Propylene is a crucial petrochemical feedstock for a number of bulk chemicals and polymers. While steam cracking remains to dominate propylene production, propane dehydrogenation (PDH) has been increasingly practiced to address the gap between propylene demand and production. The propane conversion of PDH reactions is challenged by thermodynamic limitation and reaction endothermicity. High reaction temperatures (above 550 °C) are required to obtain attractive propane conversion, which leads to rapid catalyst deactivation. Membrane reactors can potentially address this challenge by integrating reaction and separation to reduce the capital cost, energy consumption, and footprint of propane dehydrogenation.

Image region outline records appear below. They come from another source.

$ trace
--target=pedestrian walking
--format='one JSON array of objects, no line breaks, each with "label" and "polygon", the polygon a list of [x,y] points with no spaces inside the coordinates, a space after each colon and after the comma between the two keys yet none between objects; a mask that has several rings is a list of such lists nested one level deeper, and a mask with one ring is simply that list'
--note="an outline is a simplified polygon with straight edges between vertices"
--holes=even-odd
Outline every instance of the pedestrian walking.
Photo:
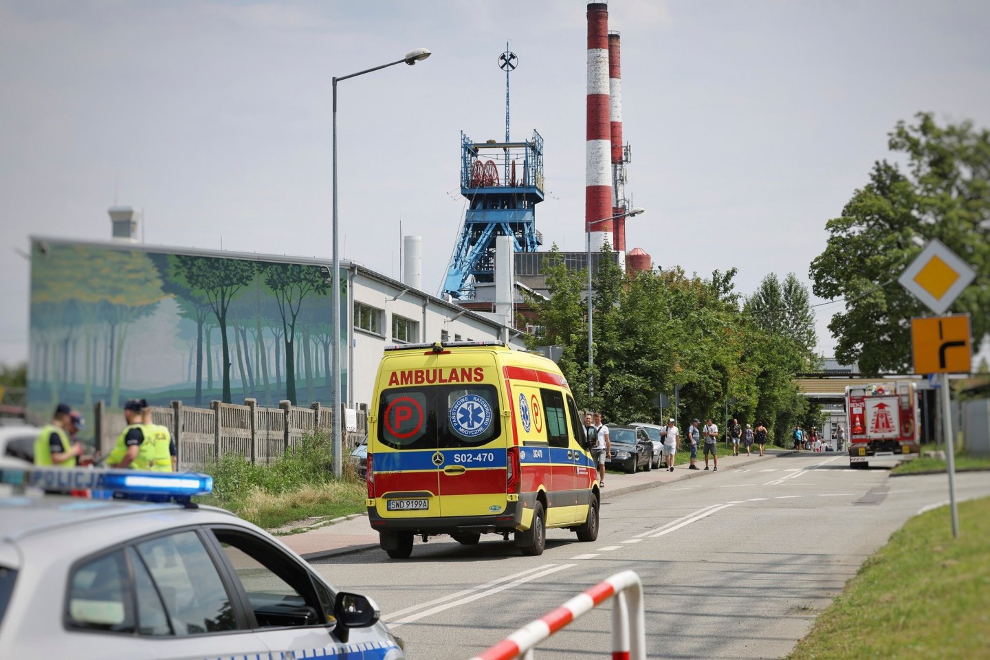
[{"label": "pedestrian walking", "polygon": [[602,424],[602,414],[595,413],[591,424],[595,431],[595,445],[598,448],[598,487],[605,488],[605,459],[612,453],[612,442],[609,441],[609,427]]},{"label": "pedestrian walking", "polygon": [[756,432],[754,435],[756,436],[756,445],[759,446],[759,455],[762,456],[763,445],[766,444],[766,426],[762,421],[756,424]]},{"label": "pedestrian walking", "polygon": [[719,425],[712,422],[712,418],[708,418],[702,432],[705,435],[705,469],[708,469],[708,454],[712,454],[714,472],[719,469]]},{"label": "pedestrian walking", "polygon": [[666,461],[667,469],[674,471],[674,454],[677,453],[677,438],[680,431],[674,425],[674,419],[667,420],[667,432],[663,436],[663,458]]},{"label": "pedestrian walking", "polygon": [[698,442],[701,441],[701,431],[698,430],[698,418],[691,420],[691,425],[687,428],[687,435],[691,438],[691,464],[688,465],[687,469],[697,470],[698,466],[695,465],[694,460],[698,457]]}]

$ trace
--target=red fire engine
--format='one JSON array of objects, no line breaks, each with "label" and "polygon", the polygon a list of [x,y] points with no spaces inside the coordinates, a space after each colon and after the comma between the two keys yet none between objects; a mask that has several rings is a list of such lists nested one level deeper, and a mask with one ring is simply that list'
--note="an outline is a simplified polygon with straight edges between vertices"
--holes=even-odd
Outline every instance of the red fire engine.
[{"label": "red fire engine", "polygon": [[846,387],[849,465],[865,468],[873,457],[917,455],[921,447],[919,422],[918,392],[913,382]]}]

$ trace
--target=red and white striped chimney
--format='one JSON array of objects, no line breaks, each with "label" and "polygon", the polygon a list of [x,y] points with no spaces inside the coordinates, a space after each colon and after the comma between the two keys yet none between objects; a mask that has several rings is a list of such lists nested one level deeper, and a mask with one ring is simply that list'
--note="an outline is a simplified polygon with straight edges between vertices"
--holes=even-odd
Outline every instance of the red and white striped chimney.
[{"label": "red and white striped chimney", "polygon": [[588,128],[585,147],[584,223],[591,249],[608,241],[613,249],[609,116],[609,6],[588,3]]},{"label": "red and white striped chimney", "polygon": [[[618,32],[609,33],[609,114],[612,122],[612,215],[626,211],[625,186],[623,185],[622,149],[622,59]],[[626,219],[615,219],[615,250],[620,261],[626,254]]]}]

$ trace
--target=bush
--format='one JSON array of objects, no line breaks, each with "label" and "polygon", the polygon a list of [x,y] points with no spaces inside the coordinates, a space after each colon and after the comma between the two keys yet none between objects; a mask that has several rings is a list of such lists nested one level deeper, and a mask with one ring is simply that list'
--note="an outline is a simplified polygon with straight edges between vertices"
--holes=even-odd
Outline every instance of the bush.
[{"label": "bush", "polygon": [[[213,477],[215,498],[230,507],[255,490],[282,495],[335,481],[333,441],[327,433],[317,431],[305,435],[273,463],[251,465],[239,453],[227,453],[201,470]],[[346,470],[345,479],[353,480],[352,471]]]}]

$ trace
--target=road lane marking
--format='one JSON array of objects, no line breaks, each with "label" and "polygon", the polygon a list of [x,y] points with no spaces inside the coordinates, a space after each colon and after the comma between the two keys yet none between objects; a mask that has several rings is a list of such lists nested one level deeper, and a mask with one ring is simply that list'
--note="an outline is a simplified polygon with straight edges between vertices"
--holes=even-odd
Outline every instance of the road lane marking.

In this talk, we will present a novel hollow fiber membrane reactor for intensified propane dehydrogenation and product separation. The membrane reactor consists of novel hollow fine fiber membranes (diameter ~ 0.3mm) for in situ hydrogen removal and platinum-based catalysts for propane activation. The hollow fine fiber membranes have high membrane packing density, which allows small membrane reactor footprint and modular propylene production. The hollow fiber membranes efficiently removed the hydrogen product from the membrane reactor and enhanced the propane conversion by 200% over the equilibrium conversion. This gave commercially attractive propane conversion (above 30%) and high propylene selectivity (above 98%) at 450 °C, which is at least 100 °C lower than commercial PDH processes. The low reaction temperature suppressed catalyst deactivation, thereby allowing the intensified membrane reactor to provide unprecedentedly stable conversion and selectivity to outperform many PDH membrane reactors reported in literature.